Testing inapp subscription billing is horrible. You can test out of your SDK for the adroid.test.purchased to make sure you are parsing responses properly. To test the subscription, add a test product to the subscription products on the developer console and publish the product. You must publish the products for this to work. Get up google groups and add test email accounts to the group. Invite the testers. THEN upload your .apk to an ALPHA and publish it. you must publish it as an alpha for the test phones and logins to find it.
Go to the link provided under the ALPHA tab to set up testers and log in from the phone using one of the test emails. Buy the inapp product to make sure all your code works. You can cancel the test product purchases in the Google Wallet and re-use the products until the code is correct. THEN set up a test subscription product. You will only be able to test the subscription once per test email. There is no way to remove the test subscription. Be sure to change the product names in your apk before you upload. Also, change the version code in the AndroidManifest, and turn off debugging.
If you try to install the app twice on a device, you may need to clear the data from these apps under settings in the phone: chrome, play store, play services, or it will continue to think you have it installed and won't download it. You must access the test .apk from a browser, NOT through the play store.

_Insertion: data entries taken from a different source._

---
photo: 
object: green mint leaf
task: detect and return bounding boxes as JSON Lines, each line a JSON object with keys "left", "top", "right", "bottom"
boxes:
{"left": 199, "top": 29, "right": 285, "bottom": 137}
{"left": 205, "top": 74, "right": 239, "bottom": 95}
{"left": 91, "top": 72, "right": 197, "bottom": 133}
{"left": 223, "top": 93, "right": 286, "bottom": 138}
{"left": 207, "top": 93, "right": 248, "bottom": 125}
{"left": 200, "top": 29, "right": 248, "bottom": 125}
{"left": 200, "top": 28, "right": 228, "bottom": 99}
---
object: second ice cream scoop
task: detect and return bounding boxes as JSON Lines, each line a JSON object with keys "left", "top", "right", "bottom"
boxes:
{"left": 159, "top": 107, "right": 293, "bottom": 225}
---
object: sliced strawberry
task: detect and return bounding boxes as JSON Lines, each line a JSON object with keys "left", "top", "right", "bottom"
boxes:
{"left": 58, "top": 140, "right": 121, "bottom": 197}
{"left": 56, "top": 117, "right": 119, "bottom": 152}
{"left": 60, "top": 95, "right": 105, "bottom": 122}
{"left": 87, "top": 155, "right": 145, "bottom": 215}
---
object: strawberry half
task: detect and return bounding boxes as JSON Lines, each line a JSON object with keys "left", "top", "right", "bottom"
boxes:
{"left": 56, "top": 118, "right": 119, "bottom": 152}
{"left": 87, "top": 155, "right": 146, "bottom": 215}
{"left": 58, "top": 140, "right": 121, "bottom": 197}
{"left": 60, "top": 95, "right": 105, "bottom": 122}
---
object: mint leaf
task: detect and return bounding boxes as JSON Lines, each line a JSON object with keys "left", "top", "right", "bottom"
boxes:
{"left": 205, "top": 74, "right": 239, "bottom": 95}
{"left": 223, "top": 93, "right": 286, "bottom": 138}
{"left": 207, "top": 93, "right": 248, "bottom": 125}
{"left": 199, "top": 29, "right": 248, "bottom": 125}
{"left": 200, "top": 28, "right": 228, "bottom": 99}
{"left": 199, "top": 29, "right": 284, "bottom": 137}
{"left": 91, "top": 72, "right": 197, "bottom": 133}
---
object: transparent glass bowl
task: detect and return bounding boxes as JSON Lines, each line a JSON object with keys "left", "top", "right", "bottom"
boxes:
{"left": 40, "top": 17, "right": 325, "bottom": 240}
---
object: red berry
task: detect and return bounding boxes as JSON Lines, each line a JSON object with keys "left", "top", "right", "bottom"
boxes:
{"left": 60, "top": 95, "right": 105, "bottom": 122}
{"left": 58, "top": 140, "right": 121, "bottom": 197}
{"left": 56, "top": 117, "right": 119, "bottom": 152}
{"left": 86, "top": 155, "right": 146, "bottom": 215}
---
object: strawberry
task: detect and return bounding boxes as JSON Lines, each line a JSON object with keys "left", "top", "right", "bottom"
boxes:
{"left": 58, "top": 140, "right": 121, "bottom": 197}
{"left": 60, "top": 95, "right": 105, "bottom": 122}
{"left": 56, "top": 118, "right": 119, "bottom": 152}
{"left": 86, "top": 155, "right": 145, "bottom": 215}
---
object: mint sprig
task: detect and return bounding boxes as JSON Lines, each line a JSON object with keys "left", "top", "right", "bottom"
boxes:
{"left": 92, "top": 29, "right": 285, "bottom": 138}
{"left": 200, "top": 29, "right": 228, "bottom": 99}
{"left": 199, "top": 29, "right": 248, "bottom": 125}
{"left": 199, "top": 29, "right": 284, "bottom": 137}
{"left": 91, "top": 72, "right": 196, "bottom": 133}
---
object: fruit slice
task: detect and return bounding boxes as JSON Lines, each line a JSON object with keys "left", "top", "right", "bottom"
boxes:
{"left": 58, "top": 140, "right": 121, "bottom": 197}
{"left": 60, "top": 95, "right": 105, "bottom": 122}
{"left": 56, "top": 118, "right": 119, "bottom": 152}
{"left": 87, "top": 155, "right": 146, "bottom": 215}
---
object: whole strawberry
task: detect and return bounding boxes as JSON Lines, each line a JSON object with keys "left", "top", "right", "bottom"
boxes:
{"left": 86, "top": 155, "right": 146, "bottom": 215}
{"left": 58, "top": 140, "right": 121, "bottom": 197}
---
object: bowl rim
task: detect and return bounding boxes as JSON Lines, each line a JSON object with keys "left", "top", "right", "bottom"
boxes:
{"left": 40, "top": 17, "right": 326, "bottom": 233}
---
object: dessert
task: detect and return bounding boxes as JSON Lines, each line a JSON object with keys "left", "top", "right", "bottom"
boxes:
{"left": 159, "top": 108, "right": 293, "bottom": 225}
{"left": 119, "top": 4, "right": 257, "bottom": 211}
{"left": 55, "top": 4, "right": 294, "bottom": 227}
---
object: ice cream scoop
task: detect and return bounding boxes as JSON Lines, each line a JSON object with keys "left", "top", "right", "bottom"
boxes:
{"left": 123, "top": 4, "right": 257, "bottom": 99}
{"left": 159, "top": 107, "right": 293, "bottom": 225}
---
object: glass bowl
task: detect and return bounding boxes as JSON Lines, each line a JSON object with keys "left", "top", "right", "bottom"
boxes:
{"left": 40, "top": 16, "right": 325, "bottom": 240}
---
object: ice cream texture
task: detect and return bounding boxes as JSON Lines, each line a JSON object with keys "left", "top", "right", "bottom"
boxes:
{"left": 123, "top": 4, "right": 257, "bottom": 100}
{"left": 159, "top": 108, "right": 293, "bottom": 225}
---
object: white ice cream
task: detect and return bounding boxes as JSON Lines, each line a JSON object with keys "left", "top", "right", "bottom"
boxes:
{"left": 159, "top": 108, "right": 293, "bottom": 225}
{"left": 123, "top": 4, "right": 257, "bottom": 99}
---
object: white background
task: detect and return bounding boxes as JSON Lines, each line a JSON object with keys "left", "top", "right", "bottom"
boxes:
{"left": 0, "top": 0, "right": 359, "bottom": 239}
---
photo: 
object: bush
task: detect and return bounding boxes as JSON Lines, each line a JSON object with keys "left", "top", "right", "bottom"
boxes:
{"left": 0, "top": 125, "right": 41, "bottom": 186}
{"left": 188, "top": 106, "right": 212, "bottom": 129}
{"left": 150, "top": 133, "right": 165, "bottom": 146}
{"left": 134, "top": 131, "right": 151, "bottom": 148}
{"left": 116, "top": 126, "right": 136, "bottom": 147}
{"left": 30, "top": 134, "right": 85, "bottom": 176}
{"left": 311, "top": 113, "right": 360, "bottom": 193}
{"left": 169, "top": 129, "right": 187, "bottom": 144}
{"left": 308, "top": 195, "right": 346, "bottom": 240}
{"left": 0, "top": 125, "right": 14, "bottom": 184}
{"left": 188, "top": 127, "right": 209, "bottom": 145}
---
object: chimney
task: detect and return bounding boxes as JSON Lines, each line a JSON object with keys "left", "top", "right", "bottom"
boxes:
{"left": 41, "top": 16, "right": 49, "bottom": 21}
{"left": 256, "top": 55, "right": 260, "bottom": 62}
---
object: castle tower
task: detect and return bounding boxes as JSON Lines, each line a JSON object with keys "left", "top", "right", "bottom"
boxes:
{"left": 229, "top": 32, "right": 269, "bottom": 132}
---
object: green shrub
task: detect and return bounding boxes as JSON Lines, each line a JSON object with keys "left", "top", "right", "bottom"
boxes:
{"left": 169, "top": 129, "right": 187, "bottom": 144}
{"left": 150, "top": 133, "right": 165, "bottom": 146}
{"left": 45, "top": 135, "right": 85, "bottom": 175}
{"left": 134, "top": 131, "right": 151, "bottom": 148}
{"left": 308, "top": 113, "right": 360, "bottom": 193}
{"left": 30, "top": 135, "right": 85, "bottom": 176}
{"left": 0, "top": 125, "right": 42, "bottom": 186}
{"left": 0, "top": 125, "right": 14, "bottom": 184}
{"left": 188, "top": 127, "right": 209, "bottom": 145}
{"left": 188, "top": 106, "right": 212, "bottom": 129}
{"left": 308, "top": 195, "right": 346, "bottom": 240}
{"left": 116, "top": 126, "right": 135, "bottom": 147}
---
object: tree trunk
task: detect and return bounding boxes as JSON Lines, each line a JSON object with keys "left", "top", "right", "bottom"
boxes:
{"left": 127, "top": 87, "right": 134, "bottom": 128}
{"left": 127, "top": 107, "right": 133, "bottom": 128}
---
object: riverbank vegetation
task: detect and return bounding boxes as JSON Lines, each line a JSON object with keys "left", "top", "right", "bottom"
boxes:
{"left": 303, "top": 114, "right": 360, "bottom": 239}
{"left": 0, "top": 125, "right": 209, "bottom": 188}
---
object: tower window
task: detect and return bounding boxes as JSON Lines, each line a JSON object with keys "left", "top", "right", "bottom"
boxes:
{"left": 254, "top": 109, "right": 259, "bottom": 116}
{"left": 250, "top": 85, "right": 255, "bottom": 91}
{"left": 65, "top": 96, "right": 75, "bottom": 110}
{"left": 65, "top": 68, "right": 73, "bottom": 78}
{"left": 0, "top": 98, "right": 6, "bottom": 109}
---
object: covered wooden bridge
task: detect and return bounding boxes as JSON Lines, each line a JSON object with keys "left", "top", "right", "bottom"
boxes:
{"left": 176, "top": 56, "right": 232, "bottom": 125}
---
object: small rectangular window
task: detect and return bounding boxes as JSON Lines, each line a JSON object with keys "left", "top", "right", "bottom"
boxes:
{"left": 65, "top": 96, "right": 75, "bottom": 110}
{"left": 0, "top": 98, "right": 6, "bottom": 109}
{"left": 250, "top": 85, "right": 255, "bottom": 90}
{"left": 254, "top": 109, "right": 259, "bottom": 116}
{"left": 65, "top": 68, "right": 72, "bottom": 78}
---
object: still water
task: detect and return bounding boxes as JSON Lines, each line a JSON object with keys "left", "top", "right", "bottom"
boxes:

This is the most onerous testing I have ever experienced. Also, watch for errors from Google IABilling response, since the "already owned" response for a product is different for a subscription. I am still trying to figure out what the response is for the already owned subscription. Will update if I find out. This explanation is the ONLY information available anywhere that I have found, and this was weeks of trial and error. If you have more data on this, please share!!!